I just flew back from Prague and boy are my arms tired.
I’ve been gone a month. I was blissfully disengaged in the nonsense, bullshittery and gamesmanship of US media/news for a glorious month.
Instead, I was able to do serious training on issues impacting journalists and others in Eastern Europe and Eurasia (Europe is a construct not a continent but I digress). While I was in Prague a Cambodian colleague and journalist Mech Dara was arrested and imprisoned, a Belarusian journalist friend went into exile in Vilnius, two Ukrainian lawyers and a Ukrainian journalist at Kyiv Independent said the best part of coming to Prague (one for a documentary film screening, the others at the legal institute with me) wasn’t the breathtaking architecture of the city of spires.
It was getting to sleep through the night.
Americans and much of the west (including the current Western European generation) have no idea what torturous hell it is to wake nightly to another siren and decide if you are going to move to the interior of your apartment or head to the bomb shelter.
Such is life.
Thank god nothing has changed around this dump, though. There’s a lot journalistic hand wringing over the state of affairs in the US - certainly, I won’t downplay the Trump created threats journalists and others face - but I’ll be damned if I didn’t scroll across a journalist and instructor proclaiming that journalist’s are in fact public figures.
Speak for yourself.
Journalists are not public figures. We simply aren’t unless we declare ourselves to be by putting ourselves to the forefront of some group, organization or inserting ourselves into highly visible positions.
Definitionally - we don’t make the cut.

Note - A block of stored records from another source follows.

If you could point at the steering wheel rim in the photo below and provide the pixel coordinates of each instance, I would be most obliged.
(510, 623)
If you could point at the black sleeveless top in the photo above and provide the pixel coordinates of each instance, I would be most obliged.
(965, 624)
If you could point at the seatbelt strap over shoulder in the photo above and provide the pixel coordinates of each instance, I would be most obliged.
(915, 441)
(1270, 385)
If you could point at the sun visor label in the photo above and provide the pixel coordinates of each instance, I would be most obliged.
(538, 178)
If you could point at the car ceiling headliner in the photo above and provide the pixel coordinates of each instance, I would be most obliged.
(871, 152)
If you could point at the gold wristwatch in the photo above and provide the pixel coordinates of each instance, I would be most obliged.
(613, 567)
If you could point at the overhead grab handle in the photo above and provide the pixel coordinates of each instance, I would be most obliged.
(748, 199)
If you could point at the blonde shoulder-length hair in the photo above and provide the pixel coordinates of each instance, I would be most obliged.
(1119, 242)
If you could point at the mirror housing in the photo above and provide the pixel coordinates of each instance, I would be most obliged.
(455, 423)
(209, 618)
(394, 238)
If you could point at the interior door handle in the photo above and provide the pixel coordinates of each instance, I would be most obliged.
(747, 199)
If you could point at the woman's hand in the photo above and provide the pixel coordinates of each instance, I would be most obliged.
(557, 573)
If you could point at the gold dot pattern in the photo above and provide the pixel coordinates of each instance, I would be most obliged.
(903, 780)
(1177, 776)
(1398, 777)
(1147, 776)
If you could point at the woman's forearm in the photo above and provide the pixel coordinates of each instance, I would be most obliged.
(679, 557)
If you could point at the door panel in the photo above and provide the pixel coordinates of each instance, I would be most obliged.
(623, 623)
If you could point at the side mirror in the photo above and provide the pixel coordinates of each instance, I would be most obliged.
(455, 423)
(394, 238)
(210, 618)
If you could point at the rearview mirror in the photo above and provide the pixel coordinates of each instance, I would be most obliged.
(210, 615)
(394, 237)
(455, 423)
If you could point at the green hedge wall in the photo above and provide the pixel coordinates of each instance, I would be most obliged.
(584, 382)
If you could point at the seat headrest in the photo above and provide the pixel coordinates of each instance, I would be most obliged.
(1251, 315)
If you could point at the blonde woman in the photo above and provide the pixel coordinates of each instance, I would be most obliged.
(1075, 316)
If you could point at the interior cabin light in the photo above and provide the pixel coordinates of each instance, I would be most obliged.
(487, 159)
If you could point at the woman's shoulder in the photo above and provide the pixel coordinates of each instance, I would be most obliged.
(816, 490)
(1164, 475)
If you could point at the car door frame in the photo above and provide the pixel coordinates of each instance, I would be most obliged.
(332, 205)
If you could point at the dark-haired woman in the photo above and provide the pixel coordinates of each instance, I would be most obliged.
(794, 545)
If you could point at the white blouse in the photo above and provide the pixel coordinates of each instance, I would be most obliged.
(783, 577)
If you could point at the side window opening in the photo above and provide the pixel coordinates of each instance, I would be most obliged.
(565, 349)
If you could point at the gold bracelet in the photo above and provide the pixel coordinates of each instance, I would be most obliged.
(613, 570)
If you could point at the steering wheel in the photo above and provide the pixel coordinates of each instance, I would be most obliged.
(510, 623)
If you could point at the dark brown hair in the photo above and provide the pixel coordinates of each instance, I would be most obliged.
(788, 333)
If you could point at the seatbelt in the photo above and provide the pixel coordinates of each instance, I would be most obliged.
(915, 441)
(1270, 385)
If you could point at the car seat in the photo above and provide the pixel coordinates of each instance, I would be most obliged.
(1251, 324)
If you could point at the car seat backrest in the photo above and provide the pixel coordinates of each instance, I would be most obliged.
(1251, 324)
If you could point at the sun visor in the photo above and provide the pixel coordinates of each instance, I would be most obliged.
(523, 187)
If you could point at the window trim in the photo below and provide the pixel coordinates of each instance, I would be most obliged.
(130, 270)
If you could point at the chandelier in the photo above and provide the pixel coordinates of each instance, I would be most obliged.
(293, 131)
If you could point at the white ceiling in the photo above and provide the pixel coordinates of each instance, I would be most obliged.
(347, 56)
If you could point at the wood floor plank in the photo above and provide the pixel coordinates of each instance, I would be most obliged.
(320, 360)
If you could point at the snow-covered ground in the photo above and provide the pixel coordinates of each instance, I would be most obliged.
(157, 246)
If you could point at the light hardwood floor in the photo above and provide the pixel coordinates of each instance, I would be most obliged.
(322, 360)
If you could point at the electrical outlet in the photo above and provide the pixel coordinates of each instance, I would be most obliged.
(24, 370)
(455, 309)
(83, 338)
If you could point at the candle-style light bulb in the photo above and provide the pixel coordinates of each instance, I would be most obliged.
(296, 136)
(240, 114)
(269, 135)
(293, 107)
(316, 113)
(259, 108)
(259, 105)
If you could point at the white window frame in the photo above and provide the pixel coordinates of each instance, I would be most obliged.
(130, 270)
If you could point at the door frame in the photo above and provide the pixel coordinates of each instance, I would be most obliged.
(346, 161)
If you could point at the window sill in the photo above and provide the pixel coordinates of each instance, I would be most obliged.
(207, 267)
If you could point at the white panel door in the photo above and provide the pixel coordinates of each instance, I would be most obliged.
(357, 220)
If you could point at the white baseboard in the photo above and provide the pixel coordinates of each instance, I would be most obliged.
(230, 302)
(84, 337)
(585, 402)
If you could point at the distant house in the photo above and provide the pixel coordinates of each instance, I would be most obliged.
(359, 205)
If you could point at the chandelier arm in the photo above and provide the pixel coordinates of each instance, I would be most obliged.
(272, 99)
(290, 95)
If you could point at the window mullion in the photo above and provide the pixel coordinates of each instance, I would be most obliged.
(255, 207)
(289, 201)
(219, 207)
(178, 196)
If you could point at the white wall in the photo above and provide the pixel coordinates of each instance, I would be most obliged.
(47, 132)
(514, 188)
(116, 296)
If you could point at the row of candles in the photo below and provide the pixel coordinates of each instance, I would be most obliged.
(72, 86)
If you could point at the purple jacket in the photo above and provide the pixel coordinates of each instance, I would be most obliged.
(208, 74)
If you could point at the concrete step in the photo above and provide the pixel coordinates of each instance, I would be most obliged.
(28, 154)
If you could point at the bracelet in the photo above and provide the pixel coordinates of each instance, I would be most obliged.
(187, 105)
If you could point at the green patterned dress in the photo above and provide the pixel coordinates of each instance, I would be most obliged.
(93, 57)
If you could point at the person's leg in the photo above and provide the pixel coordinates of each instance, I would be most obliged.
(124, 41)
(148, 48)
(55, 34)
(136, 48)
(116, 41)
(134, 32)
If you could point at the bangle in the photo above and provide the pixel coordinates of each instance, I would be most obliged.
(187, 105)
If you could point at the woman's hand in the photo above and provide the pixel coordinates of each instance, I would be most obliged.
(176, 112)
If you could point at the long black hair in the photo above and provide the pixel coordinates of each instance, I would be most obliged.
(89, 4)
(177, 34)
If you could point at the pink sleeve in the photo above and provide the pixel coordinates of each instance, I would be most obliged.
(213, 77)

And we shouldn’t. The idea that I’m a public figure is asinine. No one cares what I say or think - they really don’t. My work as a journalist doesn’t seek to make a splash or name for myself. Most journalists don’t care about bouquets and public adoration.
We just want to be left alone to do our work and get paid accordingly.
There is a good working definition of “public figure” from a 1974 SCOTUS case Gertz v. Welch, Inc. (sited to this case see: New York Times v. Sullivan for legal discretion):
“Those classed as public figures stand in a similar position. Hypothetically, it may be possible for someone to become a public figure through no purposeful action of his own, but the instances of truly involuntary public figures must be exceedingly rare. For the most part, those who attain this status have assumed roles of especial prominence in the affairs of society. Some occupy positions of such persuasive power and influence that they are deemed public figures for all purposes. More commonly, those classed as public figures have thrust themselves to the forefront of particular public controversies in order to influence the resolution of the issues involved. In either event, they invite attention and comment.”
The ego on some menfolk in positions of journalistic power to think that all of us are somehow reflected in the definition laid out in Gertz (which BTW is what PBS uses as the definition of public figure for it’s guidelines both in reporting on [person] and reporting as a person.
I’ve been scolded by one ironically mustachioed Iowa journalist as a “public figure” to wit he put me on blast for daring to ask him a question (IPR I’m looking at you) and continued to act like Pat from Kim Reynolds office (IYKYK). I requested he go fuck himself. That was a couple years ago and now I see it turn up in a presentation by an U of I adjunct. I’m not going to name him as I am still considering reaching out to him and asking WTF?
As of now I’m more concerned about the Georgian elections, the crumbling of Hungary and Slovakia under totalitarian a-holes and being generally furious over the West looking away from what is happening in Eastern/SEE/Eurasia.
Well, the way things are going we’ll know soon enough when Putin decides it’s time to re-occupy the former eastern bloc.